O parlamentar informou que o milheiro do tijolo, por exemplo, subiu mais de 30%, "sem qualquer motivo justificável”.

Caldas solicitou ao Procon/MA, à Comissão de Obras da Assembleia e ao Ministério Público Estadual que investiguem os preços praticados no setor da construção civil. No caso do tijolo, de acordo com o parlamentar, os valores subiram demasiadamente, mesmo o produto sendo fabricado no Maranhão, com matéria-prima local.

“Não há motivos para que o preço do tijolo aumente em cerca de 30%, assim como o valor do cimento também não se justifica. O ferro subiu em torno de 16%. Isso é um absurdo para um país que tenta sair de uma pandemia e de uma crise econômica. Os empresários, as fábricas e os distribuidores estão abusando” - afirmou.

Denúncias:

O deputado garantiu que recebeu denúncias de compradores de materiais de construção, mas acrescentou que os preços abusivos estão sendo praticados também em outros setores da economia. “Isto porque tudo estava parado e somente agora as pessoas estão retomando seus projetos de construção, fato que levou a essa prática danosa para com os clientes, principalmente por parte dos distribuidores”, explicou.
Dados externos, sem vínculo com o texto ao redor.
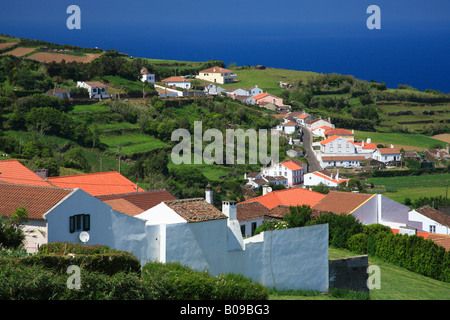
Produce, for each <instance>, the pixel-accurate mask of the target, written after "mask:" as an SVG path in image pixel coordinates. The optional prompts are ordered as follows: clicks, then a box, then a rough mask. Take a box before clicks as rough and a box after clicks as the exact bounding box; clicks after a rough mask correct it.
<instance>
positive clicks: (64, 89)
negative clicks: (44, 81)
mask: <svg viewBox="0 0 450 320" xmlns="http://www.w3.org/2000/svg"><path fill="white" fill-rule="evenodd" d="M45 94H46V95H47V96H50V97H56V98H60V99H64V98H67V99H70V92H69V90H66V89H60V88H58V89H56V88H55V89H50V90H48V91H47V92H46V93H45Z"/></svg>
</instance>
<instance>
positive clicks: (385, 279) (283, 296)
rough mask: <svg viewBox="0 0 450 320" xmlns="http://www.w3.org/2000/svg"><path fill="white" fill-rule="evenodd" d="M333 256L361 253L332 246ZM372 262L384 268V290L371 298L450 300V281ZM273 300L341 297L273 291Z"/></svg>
mask: <svg viewBox="0 0 450 320" xmlns="http://www.w3.org/2000/svg"><path fill="white" fill-rule="evenodd" d="M328 254H329V259H330V260H333V259H343V258H348V257H353V256H357V255H358V254H356V253H353V252H351V251H348V250H344V249H337V248H333V247H330V248H329V250H328ZM369 265H376V266H378V267H380V284H381V288H380V289H371V290H370V300H450V283H445V282H441V281H437V280H434V279H431V278H428V277H425V276H422V275H420V274H417V273H414V272H411V271H408V270H406V269H404V268H400V267H398V266H396V265H394V264H392V263H389V262H385V261H384V260H382V259H380V258H377V257H369ZM269 299H270V300H341V299H339V298H336V297H333V296H332V295H331V294H329V293H327V294H319V293H312V292H298V293H297V292H286V293H282V294H278V293H274V292H271V293H270V296H269Z"/></svg>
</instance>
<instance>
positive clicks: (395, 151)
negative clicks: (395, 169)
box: [373, 145, 401, 163]
mask: <svg viewBox="0 0 450 320" xmlns="http://www.w3.org/2000/svg"><path fill="white" fill-rule="evenodd" d="M373 158H374V159H375V160H378V161H381V162H383V163H389V162H394V161H400V160H401V153H400V151H398V149H396V148H394V146H393V145H391V147H390V148H377V149H376V150H375V151H374V152H373Z"/></svg>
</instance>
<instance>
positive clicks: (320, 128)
mask: <svg viewBox="0 0 450 320" xmlns="http://www.w3.org/2000/svg"><path fill="white" fill-rule="evenodd" d="M330 129H332V128H331V127H328V126H322V127H318V128H315V129H314V130H311V132H312V134H313V135H315V136H316V137H322V138H325V131H328V130H330Z"/></svg>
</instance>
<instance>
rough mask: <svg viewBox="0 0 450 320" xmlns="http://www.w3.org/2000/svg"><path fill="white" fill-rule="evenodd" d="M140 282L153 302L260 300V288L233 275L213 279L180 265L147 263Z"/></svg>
mask: <svg viewBox="0 0 450 320" xmlns="http://www.w3.org/2000/svg"><path fill="white" fill-rule="evenodd" d="M142 279H143V281H144V282H145V283H146V285H147V286H148V287H149V290H150V293H149V294H150V295H151V296H152V297H153V298H154V299H158V300H160V299H162V300H241V299H244V300H264V299H267V298H268V290H267V288H265V287H264V286H263V285H261V284H259V283H256V282H253V281H251V280H250V279H247V278H245V277H243V276H242V275H236V274H232V273H230V274H225V275H223V274H222V275H219V276H217V277H213V276H211V275H210V274H209V273H208V272H200V271H194V270H192V269H190V268H189V267H187V266H184V265H181V264H180V263H166V264H164V263H159V262H151V263H148V264H146V265H145V266H144V267H143V270H142Z"/></svg>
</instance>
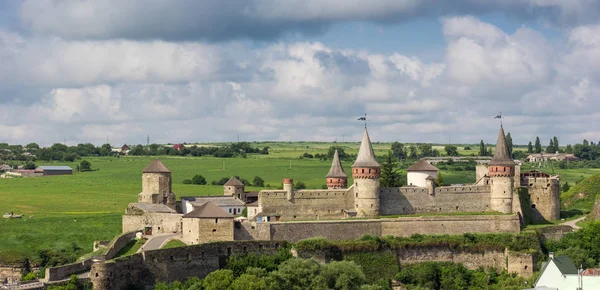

Segundo o parlamentar, muita gente perdeu suas casas no inverno e não está podendo reconstruir, “porque as distribuidoras estão segurando o cimento”. “Primeiro, os abusos relacionavam-se aos preços dos equipamentos usados para combater a Covid-19. E agora, que as coisas começaram a voltar ao normal, os abusos se voltam para o setor da construção civil”, lamentou.